6. The appellants would say that water tank was not one of the items listed in Notification 81/62. That notification exempted all parts of refrigerating appliances other than the parts mentioned therein. But that is of no consequence because the appellants have charged the price and excise duty for the additional water tank also from the buyers.

Even assuming that the appellants have bought these items from third parties, the fixture of these items to the main unit would constitute manufacture thereof and would attract excise duty.

7. The ruling reported in 1984 ECR 541 (supra) has no relevancy to the present facts. That case was in respect of voltage stabilizers which were independently assessable under Item 68. The ruling reported in 1977 CEN CUS 31(d) also does not apply to the present issue. In that ruling hours meter and wheel weights were considered as accessories of a tractor.

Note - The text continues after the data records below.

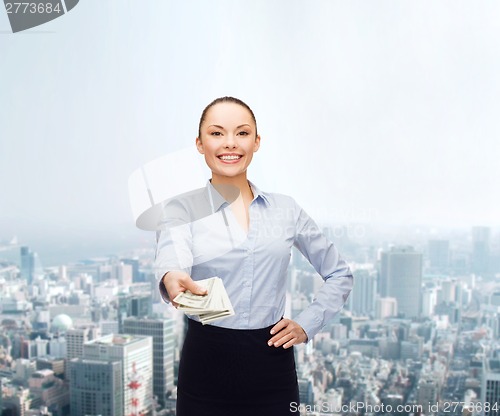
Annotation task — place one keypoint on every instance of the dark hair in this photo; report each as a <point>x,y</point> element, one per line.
<point>225,100</point>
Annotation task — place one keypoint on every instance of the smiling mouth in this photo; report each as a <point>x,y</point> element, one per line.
<point>230,157</point>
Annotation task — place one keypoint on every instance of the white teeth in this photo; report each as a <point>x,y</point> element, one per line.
<point>229,157</point>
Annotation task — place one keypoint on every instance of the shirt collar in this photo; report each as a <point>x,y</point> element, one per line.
<point>218,199</point>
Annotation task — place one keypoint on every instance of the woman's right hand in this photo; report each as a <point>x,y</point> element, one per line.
<point>176,282</point>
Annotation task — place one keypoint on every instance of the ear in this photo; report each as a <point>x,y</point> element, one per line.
<point>199,145</point>
<point>257,143</point>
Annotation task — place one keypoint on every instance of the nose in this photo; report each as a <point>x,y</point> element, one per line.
<point>230,141</point>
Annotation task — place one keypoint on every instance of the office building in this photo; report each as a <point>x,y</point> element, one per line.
<point>75,338</point>
<point>480,250</point>
<point>362,300</point>
<point>162,332</point>
<point>490,384</point>
<point>439,254</point>
<point>401,278</point>
<point>96,387</point>
<point>136,355</point>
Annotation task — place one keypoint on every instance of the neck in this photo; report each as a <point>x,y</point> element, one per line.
<point>240,182</point>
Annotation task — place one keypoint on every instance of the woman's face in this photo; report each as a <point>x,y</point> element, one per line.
<point>228,139</point>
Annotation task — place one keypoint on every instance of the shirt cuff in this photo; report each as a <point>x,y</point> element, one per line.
<point>309,322</point>
<point>163,290</point>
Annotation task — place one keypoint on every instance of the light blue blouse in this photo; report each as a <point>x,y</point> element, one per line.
<point>200,235</point>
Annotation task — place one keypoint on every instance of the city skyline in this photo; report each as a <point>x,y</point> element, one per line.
<point>392,122</point>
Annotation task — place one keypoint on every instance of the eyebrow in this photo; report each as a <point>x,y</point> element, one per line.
<point>222,128</point>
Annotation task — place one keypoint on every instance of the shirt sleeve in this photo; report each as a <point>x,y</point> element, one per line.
<point>173,243</point>
<point>326,260</point>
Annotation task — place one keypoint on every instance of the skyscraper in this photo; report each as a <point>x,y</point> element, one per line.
<point>439,254</point>
<point>136,355</point>
<point>27,264</point>
<point>480,249</point>
<point>162,332</point>
<point>490,384</point>
<point>401,278</point>
<point>96,387</point>
<point>139,305</point>
<point>75,338</point>
<point>363,298</point>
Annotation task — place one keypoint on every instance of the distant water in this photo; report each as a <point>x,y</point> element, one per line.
<point>58,246</point>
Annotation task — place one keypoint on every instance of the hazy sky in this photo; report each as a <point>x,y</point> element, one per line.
<point>377,111</point>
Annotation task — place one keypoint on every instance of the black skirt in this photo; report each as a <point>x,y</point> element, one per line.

An additional water tank cannot be considered as such. On the present facts, it is manifest that the water tank supplied by the appellants formed an integral part of the main unit and provided for the supply of water to the functioning of the cooler for a longer duration. As rightly pointed out by the Appellate Collector there is no evidence to show that a separate water tank has been supplied to any party without the cooler. The water tank by itself has no independent use and formed an inbuilt system for storing additional quantity of water. Though in one of the previous cases, another Appellate Collector has taken a different view that does not advance the case of the appellants in any way.

8. For the reasons stated above we find no merit in all the four appeals and dismiss the same.